Rebeca diz que o socorro demorou cerca de 40 minutos e só veio por insistência dos vizinhos que presenciaram a cena — eles chegaram a filmar em parte a ocorrência. Já os policiais tiveram reforço em cinco minutos e isolaram o local para que ninguém se aproximasse de Gabriel. Ela afirma ainda ter sido mantida dentro do camburão da viatura enquanto o marido agonizava. Leonardo, um dos policiais, teria debochado da situação, dizendo que o jovem morto seria “lixo”. A vítima chegou a ser levada ao Hospital dos Fornecedores de Cana, mas não resistiu.
Os PMs alegaram que teriam agido em legítima defesa. Segundo eles, Gabriel teria pego uma pedra para atacá-los durante a abordagem, o que Rebeca nega. Em contato anterior com a Ponte, a SSP-SP disse que o caso é investigado e que não compactua com “desvios de conduta ou excessos”.
Leia a íntegra do que diz a OAB-SP
A Ordem dos Advogados do Brasil Seção São Paulo (OAB SP) expressa sua total solidariedade ao Dr. Gustavo Henrique Pires, presidente da Comissão de Direitos Humanos da OAB Piracicaba, pelos fatos ocorridos na data de ontem (10) naquela cidade.

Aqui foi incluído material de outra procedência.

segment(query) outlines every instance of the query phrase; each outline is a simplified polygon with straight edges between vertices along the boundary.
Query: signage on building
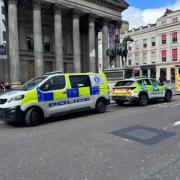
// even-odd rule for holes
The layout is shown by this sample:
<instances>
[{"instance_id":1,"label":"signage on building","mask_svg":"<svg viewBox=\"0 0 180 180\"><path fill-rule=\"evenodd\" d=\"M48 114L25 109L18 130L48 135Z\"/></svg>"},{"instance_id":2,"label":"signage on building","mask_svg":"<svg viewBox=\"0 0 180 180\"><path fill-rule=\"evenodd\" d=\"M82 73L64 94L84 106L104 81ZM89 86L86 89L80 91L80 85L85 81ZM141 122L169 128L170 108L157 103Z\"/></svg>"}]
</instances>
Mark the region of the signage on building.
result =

Como medida frente ao caso, o presidente da Ordem paulista, Leonardo Sica, já entrou em contato com a Corregedoria da Polícia Militar do Estado de São Paulo para pedir providências e acompanhamento do caso.
A OAB SP se coloca à inteira disposição do advogado, especialmente para assegurar o respeito aos seus direitos e prerrogativas no exercício da profissão. Reafirmamos nosso compromisso inabalável com a ética, dedicando-nos incansavelmente à defesa e proteção dos direitos de todos os advogados e advogadas.